We noticed question efficiency enhancements throughout most of the queries discovered within the Cloud Knowledge Warehouse Benchmark derived from the TPC-DS take a look at suite. We encourage you to strive your individual efficiency checks utilizing Amazon Redshift Serverless in your information lake information to see what efficiency beneficial properties you possibly can observe.
Cleanup
In case you ran these checks by yourself and don’t want the sources anymore, you’ll have to delete your Amazon Redshift Serverless workgroup. See Shutting down and deleting a cluster. In case you don’t have to retailer the Cloud Knowledge Warehouse Benchmark information in your S3 bucket anymore, see Deleting Amazon S3 objects.
Conclusion
On this submit, you realized how cost-based optimizers for databases work, and the way statistical details about your information may help Amazon Redshift execute queries extra effectively. You may optimize question efficiency for Iceberg tables by robotically gathering Puffin statistics, which lets Amazon Redshift use these current improvements to extra effectively question your information. Giving extra information to your question planner—the mind of Amazon Redshift—helps to supply extra predictable efficiency and lets you additional scale the way you work together along with your information in your information lakes and information lakehouses.
In regards to the authors
Martin Milenkoski is a Software program Improvement Engineer on the Amazon Redshift staff, at present specializing in information lake efficiency and question optimization. Martin holds an MSc in Laptop Science from the École Polytechnique Fédérale de Lausanne.

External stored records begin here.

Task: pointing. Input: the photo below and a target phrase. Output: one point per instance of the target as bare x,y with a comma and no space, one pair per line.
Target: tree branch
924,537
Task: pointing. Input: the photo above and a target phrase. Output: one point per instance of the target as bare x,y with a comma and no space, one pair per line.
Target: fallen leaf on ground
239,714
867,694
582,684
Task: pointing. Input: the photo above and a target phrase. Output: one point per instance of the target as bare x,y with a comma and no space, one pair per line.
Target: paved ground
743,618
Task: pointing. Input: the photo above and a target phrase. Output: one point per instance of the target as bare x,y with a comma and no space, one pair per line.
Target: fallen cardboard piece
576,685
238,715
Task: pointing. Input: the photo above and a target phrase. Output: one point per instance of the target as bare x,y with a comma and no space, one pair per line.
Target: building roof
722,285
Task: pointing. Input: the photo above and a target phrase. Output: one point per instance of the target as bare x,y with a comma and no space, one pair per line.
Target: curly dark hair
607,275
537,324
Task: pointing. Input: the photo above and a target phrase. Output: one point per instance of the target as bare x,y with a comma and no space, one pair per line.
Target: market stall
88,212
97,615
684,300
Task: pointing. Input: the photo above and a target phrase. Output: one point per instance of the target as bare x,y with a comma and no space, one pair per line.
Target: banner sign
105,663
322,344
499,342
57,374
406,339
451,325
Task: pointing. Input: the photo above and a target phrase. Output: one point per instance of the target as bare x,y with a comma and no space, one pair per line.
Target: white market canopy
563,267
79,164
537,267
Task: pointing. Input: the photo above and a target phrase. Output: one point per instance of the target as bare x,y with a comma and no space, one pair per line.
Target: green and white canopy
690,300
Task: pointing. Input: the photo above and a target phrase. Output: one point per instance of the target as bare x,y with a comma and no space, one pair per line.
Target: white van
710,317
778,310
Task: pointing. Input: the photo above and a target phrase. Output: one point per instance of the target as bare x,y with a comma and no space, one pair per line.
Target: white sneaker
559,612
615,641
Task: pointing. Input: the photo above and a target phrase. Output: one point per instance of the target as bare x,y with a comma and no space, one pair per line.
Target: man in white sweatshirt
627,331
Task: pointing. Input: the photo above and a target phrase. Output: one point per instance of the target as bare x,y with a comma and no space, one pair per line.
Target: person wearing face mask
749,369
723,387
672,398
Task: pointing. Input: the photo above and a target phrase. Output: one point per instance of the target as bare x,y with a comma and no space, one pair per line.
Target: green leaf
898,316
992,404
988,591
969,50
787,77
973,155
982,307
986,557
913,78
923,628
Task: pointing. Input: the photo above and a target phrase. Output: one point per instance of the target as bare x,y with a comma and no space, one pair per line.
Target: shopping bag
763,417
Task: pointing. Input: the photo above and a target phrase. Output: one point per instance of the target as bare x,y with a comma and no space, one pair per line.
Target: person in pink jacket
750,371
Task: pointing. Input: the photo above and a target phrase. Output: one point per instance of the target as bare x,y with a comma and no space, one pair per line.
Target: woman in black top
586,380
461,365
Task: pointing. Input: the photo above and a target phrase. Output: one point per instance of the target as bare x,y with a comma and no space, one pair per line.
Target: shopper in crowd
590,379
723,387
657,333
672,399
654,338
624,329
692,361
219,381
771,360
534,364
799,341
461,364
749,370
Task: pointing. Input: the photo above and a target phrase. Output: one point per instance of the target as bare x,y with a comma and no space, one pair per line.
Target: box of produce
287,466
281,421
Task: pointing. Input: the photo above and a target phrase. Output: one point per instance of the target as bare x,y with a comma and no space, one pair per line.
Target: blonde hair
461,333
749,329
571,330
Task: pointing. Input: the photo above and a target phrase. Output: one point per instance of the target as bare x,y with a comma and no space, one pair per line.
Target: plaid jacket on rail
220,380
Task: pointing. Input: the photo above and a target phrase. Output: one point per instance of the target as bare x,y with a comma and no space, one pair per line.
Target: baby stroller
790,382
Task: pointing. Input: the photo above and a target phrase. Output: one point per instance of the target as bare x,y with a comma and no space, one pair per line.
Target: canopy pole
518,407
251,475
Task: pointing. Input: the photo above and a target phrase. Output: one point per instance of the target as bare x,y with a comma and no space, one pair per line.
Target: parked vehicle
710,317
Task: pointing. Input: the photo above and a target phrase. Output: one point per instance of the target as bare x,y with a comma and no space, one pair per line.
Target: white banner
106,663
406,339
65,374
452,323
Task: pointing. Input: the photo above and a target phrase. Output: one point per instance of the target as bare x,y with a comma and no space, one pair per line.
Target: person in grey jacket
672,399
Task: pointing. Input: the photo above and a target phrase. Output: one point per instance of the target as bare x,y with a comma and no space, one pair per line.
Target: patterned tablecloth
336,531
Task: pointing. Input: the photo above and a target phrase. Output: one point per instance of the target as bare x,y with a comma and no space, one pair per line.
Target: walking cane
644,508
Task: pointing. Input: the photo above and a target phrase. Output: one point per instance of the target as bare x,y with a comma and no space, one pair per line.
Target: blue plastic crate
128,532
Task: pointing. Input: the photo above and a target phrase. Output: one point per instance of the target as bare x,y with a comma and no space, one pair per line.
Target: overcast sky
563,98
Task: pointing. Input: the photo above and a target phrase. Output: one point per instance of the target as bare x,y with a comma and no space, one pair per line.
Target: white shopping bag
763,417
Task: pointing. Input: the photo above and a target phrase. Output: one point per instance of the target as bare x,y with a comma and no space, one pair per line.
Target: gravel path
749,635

Kalaiselvi Kamaraj is a Sr. Software program Improvement Engineer on the Amazon Redshift staff. She has labored on a number of initiatives inside the Amazon Redshift Question processing staff and at present specializing in efficiency associated initiatives for Amazon Redshift DataLake and question optimizer.
Jonathan Katz is a Principal Product Supervisor – Technical on the AWS Analytics staff and relies in New York. He’s a Core Group member of the open-source PostgreSQL venture and an lively open-source contributor, together with to the pgvector venture.